HIIT is one of the most effective ways to get the absolute most out of your workouts. The acronym stands for “High-Intensity Interval Training” and has been shown to burn more calories than most other exercise strategies. It’s easy to incorporate into your home workouts: just try doing a 10-minute HIIT workout three times per week and see the difference!
The Cardio in HIIT
If you are using HIIT to increase your cardiovascular health, there are a few different ways you can do it. The easiest way is to simply alternate between a short burst of high-intensity exercise and lower intensity exercise for the same amount of time, or making the lower intensity time slightly longer or even double the high intensity time. For example, if you want to work out for 15 minutes, alternate running as fast as possible for 1 minute, and do a light jog for a minute, for the entire length of your workout. You can also perform HIIT on aerobic machines. One to try is an elliptical machine or cross-trainer, or to try some of the top spin bike options which have adjustable speeds so you can push yourself as hard as you want. You can try to work up to 20 minutes of HIIT, and include a 2-minute warmup and 3-minute cooldown.

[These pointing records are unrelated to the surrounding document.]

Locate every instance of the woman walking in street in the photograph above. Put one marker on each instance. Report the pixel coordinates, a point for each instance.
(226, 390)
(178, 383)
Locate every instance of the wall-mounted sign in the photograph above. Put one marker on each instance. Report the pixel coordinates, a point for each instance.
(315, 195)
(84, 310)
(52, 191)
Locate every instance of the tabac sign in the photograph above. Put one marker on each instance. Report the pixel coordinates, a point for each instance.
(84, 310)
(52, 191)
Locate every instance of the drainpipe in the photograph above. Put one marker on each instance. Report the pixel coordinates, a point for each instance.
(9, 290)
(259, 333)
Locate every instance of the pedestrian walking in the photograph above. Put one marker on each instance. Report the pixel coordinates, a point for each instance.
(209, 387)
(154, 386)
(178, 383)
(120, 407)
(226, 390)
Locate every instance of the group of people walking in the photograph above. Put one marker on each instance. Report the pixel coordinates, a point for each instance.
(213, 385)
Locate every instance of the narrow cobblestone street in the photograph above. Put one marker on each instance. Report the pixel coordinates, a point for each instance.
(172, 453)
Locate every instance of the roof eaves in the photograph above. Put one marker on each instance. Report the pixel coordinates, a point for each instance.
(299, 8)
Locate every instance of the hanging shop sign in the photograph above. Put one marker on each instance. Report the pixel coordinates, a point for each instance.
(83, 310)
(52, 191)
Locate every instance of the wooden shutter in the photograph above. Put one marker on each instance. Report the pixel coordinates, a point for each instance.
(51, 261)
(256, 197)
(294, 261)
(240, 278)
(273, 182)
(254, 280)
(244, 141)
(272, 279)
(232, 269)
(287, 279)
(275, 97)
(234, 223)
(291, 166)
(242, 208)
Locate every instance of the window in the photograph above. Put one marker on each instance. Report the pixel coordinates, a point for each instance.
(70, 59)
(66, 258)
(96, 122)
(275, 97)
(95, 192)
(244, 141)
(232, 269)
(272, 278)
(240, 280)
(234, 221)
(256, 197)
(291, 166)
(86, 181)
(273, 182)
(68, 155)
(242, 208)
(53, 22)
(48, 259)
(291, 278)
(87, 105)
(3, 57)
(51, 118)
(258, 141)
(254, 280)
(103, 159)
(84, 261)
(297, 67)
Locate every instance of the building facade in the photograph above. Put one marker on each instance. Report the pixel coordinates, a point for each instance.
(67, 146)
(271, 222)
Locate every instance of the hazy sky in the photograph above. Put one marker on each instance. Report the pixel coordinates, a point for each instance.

Just remember to always build it up gradually!
The Strength in HIIT
Adding short bursts of high-intensity exercise to your lifting routine is one of the best ways to build muscle, decrease body fat, and increase cardiovascular health. The best way to add HIIT to your strength training is to perform a HIIT workout immediately after a strength training session. Just try doing one set of your strength-training exercises, then immediately following it up with a HIIT cardio exercise. For example, if you were going to do squats for your leg day, try adding in some sprints on the treadmill or stationary bike right afterward.

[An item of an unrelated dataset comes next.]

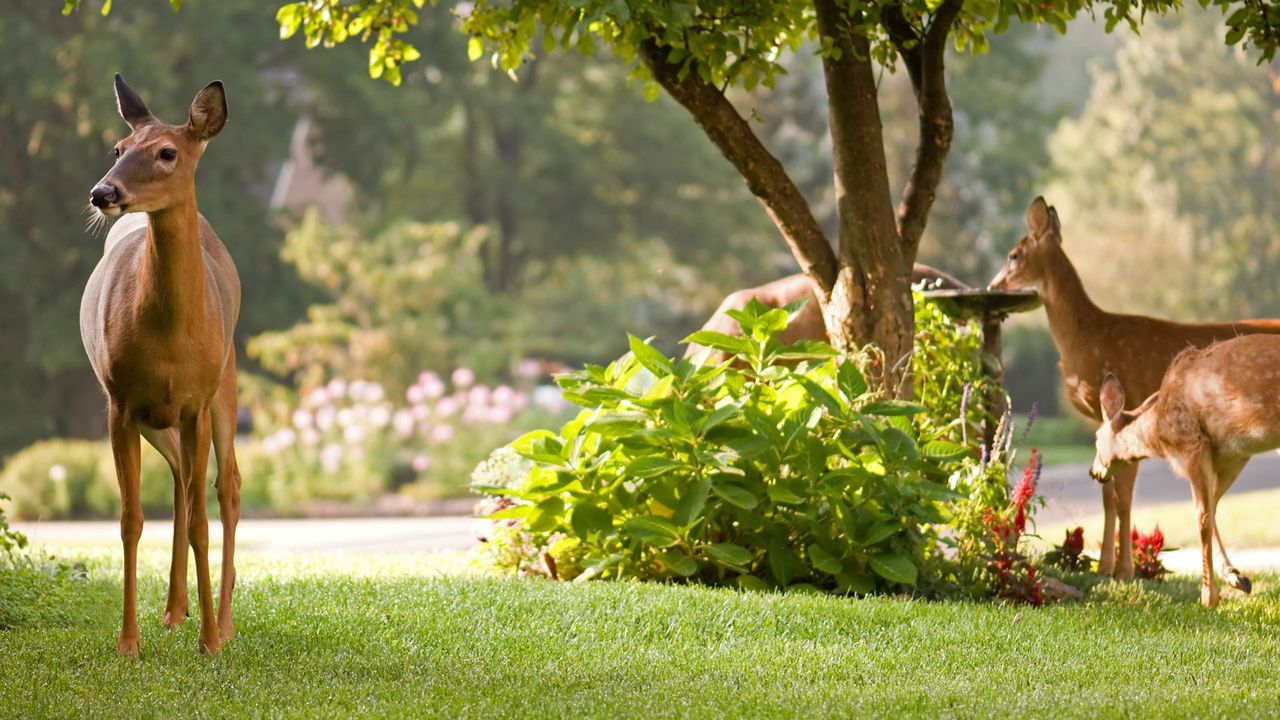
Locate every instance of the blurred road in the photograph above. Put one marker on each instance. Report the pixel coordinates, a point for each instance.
(1073, 495)
(1070, 492)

You can even replace the sprints with something like burpees or jump squats if you prefer.
When it comes to strength or weight training and even calisthenics or bodyweight training, there are many ways to incorporate HIIT style principles into it. A simple way would be to do as many reps of an exercise as you can for a specified time, then take a rest for a small period of time and repeat for sets.
Another way could be to do a heavy (or advanced) exercise for reps and then drop down to a very light weight and perform more reps and then take a short rest in between. These principles can also be known as drop sets or super sets for example. A little exploration and research can go a long way and help you get creative with how you structure your workouts.

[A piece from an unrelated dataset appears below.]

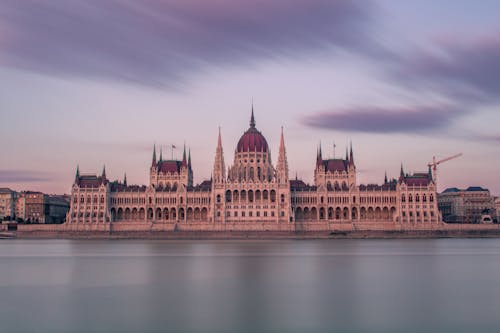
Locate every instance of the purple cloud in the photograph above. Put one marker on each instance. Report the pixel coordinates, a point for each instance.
(466, 71)
(16, 176)
(380, 120)
(159, 42)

Can’t Get Enough? Give Tabata A Try!
One of the most popular forms of HIIT is called Tabata that has been shown to burn nine times as many calories as other forms of exercise. It is a very intense form of training and should only be performed 1-2x per week. The best thing to do is follow an hour-long workout with a Tabata routine. To perform it, you need to use a stationary bike or rowing machine (rowing machines are preferable), then perform an all-out effort for 20 seconds, followed by 10 seconds of rest. This will be one set, and you should do eight total sets to complete your workout.
Increase Your HIIT With Plyometrics
Plyometric exercises are extremely high impact but also help improve speed and agility while increasing cardiovascular health. When performing plyometric exercises, you need to try and jump as high as possible, then absorb the weight of your body by landing in a controlled position. You’ll be using all the muscles in your legs, which is great for increasing speed and strength so you can work out harder with Tabata or HIIT.
Set Up Your Workout Station and Schedule
You don’t need a lot of equipment to get a good HIIT workout, but there are some essentials that you should have. If you’re doing bodyweight exercises, it’s best if you do them outside on the grass perhaps for safety reasons. Just make sure that whatever area you use is clear of any potential hazards like rocks or sticks that could cause an injury. It’s also important to wear comfortable clothing and footwear for your workout.
Most people find it best if they exercise in the morning before they eat breakfast because this gives them more energy throughout their day, but experiment with different times to see what works best for you. Working out at night may seem better since it will help tire you out so you can fall asleep faster, but you might find that you’re too tired to do the workout at night.
There are many different ways to HIIT it effectively at home with minimal equipment needed. The most important part of any workout routine is lifting heavy weights or doing bodyweight plyometric exercises. When trying to incorporate a HIIT session immediately afterward, use an elliptical machine or cross-trainer combined with some light jogging or sprinting on a treadmill/stationary bike. And if you want to try one of the most intense HIIT workouts, try Tabata and plyometric exercises to keep your body fit and healthy!